Il Sole 24 Ore. L’allarme rosso ormai è acceso in mezza Italia dove negli ospedali sia i reparti di terapia intensiva, quelli destinati ai pazienti più gravi, che quelli di area medica per i malati meno gravi hanno superato o sono vicinissimi alle soglie di allerta. Sono già nove le Regioni – Campania, Liguria, Lombardia, Marche, Bolzano, Piemonte, Toscana, Umbria e Valle d’Aosta – che hanno oltre il 30% (la soglia di allerta fissata dal ministero della Salute) dei 7.483 letti in terapia intensiva attivati a ieri occupati dai pazienti Covid con la media nazionale che ha superato quell’asticella di sicurezza assestandosi al 30,6 per cento. Ma anche gli altri ricoveri, quelli meno gravi nei reparti di «area medica», sono ormai a un passo dalla linea rossa da cui non si può tornare indietro: quella del 40% di posti occupati dal Covid.

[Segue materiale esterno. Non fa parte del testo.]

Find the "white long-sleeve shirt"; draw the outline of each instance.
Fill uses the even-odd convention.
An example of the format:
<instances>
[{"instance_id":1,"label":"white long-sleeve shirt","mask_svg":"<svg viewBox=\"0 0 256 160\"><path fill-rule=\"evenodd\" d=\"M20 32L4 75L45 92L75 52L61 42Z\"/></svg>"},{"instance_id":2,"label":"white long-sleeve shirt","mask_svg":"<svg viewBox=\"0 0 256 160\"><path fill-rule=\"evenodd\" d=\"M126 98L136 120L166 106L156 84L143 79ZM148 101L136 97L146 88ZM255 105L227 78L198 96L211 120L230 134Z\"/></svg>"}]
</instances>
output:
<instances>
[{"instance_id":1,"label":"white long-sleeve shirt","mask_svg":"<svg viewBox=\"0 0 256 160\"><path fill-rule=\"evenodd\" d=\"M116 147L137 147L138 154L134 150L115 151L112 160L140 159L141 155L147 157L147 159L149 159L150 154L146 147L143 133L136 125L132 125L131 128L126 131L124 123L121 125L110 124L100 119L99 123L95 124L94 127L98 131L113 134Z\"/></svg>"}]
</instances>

Una situazione insostenibile che pagano soprattutto tutti i pazienti non Covid che si vedono giorno dopo giorno togliere posti letto, tanto che il ministero della Salute ha appena diramato una circolare per «la valutazione della graduale rimodulazione dell’attività programmata differibile». In altre parole il rinvio di interventi, ricoveri e prestazioni non urgenti. Insomma lo stop alle altre cure – escludendo le urgenze e le oncologie – è sempre più vicino come accadde a marzo scorso nel pieno della prima ondata quando saltarono 300mila interventi chirurgici e milioni di visite e prestazioni ambulatoriali. Già diverse Regioni – a partire da Campania e Calabria – e molti ospedali hanno fatto questa scelta dello stop alle altre cure e altre Regioni e strutture sanitarie saranno costrette a seguire questa strada nei prossimi giorni.
A spiegarlo ieri è stato il presidente dell’Istituto superiore di sanità (Iss), Silvio Brusaferro, durante la sua audizione in Commissione Affari Sociali della Camera. Il significato dei cut-off, ovvero dei valori soglia definiti dal ministero della Salute, è che se abbiamo «oltre il 40% di occupazione dei letti di area medica per patologie Covid vuol dire che dobbiamo riprogrammare le attività sanitarie dilazionabili per altre patologie, così da trovare posto e dare priorità ai pazienti con Sars-cov-2».